Although the causal effect cannot be obtained for individual units, various causal estimates can be inferred if particular assumptions hold, e.g.,

**Sample average treatment effect on the treated**(**SATT**or**SATET**), which is an estimate of the mean difference in a pair of potential outcomes (e.g., anxiety following the app minus anxiety following CBT) for those who were exposed to the “treatment” (e.g., the app) in a sample.**Sample average treatment effect**(**SATE**), which is an estimate of the mean difference between a pair of potential outcomes for everyone in a sample.

How does this work?

Suppose we run a randomised trial where people are assigned to either CBT or app based on the outcome of a coin toss. From each participant’s two potential outcomes, we only observe one depending on which group they were assigned to. But since we randomised, we know the missing data mechanism. It turns out that under a coin toss randomised trial, a good estimate of the average treatment effect is simply the difference between the means in observed outcomes for those assigned to the app and those assigned to CBT.
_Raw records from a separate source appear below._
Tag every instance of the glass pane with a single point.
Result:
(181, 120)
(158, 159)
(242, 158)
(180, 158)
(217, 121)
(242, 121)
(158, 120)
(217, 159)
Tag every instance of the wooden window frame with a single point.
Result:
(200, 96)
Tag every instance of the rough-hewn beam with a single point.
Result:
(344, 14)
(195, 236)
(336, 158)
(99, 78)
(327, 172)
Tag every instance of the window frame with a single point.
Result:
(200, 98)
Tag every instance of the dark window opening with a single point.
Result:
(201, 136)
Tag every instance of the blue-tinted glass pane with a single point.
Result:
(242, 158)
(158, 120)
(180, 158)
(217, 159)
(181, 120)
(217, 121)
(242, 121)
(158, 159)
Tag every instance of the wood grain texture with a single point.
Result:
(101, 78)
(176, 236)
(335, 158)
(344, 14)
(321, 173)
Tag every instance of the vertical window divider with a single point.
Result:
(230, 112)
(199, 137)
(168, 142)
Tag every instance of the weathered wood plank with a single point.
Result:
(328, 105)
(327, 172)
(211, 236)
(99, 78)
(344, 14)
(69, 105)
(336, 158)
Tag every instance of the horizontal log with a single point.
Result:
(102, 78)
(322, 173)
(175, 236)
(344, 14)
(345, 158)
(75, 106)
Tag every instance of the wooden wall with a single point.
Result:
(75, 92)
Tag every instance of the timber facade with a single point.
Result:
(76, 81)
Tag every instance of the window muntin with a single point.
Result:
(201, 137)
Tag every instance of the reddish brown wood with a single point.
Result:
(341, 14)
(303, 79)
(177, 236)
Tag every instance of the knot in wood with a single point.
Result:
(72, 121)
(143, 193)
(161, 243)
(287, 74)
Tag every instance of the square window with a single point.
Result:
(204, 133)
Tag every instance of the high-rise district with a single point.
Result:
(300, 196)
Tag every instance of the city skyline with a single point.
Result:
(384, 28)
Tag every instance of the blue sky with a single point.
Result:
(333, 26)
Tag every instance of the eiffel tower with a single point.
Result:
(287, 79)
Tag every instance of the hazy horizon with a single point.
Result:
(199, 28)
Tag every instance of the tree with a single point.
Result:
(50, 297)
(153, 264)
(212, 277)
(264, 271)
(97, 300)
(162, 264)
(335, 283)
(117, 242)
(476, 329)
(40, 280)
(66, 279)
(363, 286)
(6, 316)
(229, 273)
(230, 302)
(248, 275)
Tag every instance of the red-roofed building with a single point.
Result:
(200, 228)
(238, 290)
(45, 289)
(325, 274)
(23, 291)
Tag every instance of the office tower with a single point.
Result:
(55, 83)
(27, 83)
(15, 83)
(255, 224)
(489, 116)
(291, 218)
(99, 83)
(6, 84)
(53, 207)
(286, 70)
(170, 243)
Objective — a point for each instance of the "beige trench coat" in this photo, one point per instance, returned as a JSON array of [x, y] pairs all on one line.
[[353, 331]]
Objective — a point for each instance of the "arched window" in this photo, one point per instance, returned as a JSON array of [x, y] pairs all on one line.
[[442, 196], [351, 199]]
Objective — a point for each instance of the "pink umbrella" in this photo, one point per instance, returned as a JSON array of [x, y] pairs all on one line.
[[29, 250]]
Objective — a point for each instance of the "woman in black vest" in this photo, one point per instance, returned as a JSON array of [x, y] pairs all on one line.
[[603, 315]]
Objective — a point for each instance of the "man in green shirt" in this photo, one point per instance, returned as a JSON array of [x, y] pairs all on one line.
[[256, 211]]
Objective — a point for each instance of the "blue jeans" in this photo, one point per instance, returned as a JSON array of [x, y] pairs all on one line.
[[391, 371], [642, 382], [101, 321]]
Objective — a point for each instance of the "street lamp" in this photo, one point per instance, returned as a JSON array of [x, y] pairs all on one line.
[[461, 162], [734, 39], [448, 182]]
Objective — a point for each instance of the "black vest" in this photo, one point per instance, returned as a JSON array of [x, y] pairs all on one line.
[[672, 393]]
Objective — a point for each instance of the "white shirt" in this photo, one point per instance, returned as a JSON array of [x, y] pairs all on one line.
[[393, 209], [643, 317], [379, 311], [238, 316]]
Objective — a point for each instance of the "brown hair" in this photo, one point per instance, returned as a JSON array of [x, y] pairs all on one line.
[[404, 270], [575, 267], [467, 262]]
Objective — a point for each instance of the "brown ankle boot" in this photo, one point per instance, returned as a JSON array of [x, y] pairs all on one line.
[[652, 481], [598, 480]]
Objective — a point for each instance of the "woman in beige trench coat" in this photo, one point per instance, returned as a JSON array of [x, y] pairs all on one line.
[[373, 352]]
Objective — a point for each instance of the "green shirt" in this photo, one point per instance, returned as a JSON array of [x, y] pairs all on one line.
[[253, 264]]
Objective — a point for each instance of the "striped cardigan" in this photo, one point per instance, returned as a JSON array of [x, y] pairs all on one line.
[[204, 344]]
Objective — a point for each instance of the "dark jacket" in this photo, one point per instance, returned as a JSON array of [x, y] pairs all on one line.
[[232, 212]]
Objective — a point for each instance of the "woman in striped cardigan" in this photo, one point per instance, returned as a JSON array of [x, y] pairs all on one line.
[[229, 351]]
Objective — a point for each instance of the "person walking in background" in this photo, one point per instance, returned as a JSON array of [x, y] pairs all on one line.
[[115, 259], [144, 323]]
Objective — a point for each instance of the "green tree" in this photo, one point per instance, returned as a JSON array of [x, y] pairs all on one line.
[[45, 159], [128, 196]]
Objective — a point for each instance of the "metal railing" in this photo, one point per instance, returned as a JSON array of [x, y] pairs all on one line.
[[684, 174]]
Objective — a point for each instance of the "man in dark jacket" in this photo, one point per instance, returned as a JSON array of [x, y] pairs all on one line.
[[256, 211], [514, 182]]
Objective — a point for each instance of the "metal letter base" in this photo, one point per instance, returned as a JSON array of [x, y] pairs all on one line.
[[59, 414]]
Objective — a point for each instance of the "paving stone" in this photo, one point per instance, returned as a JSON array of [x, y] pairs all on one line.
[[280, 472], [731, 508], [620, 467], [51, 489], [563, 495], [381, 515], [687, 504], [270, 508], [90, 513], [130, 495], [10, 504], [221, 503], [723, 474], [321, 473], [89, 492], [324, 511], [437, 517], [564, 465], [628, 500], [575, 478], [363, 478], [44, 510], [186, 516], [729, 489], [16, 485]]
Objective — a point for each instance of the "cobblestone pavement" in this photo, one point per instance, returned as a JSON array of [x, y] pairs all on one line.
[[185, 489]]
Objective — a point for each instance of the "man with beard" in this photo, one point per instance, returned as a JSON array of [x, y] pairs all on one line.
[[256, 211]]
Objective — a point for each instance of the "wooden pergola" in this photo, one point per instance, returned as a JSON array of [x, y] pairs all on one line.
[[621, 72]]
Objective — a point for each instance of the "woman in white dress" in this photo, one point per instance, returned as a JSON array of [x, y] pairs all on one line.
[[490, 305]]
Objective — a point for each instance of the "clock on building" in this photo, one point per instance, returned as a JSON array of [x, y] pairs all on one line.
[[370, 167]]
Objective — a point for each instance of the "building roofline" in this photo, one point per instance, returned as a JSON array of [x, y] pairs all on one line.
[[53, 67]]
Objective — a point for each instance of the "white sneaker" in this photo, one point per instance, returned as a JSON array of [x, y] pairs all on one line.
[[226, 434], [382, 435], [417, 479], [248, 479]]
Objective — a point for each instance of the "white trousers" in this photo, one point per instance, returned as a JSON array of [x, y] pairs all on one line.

We can also calculate p-values in a variety of ways. One is to assume a null hypothesis of no difference in potential outcomes in the treatment and control conditions, i.e., the potential outcomes are identical for each participant but may vary between participants. Under this particular “sharp” null, we do not have a missing data problem since we can just use whatever outcome was observed for each participant to fill in the blank for the unobserved potential outcome. Since we know the assignment mechanism, it is possible to work out the distribution of possible mean differences under the null by enumerating all possible random assignments to groups and calculating the mean difference between treatment and control for each (in practice there may be too many, but we can approximate by taking a random subset). Now calculate a p-value by working out the probability of obtaining the actually observed mean difference or larger against this distribution of differences under the null.

What’s lovely about this potential outcomes approach is that it’s a simple starting point for thinking about a variety of ways for evaluating the impact of interventions. Though working out the consequences, e.g., standard errors for estimators, may be non-trivial.

**References**

Rubin, D. B. (2008). For objective causal inference, design trumps analysis. *Annals of Applied Statistics*, *2*(3), 808–840.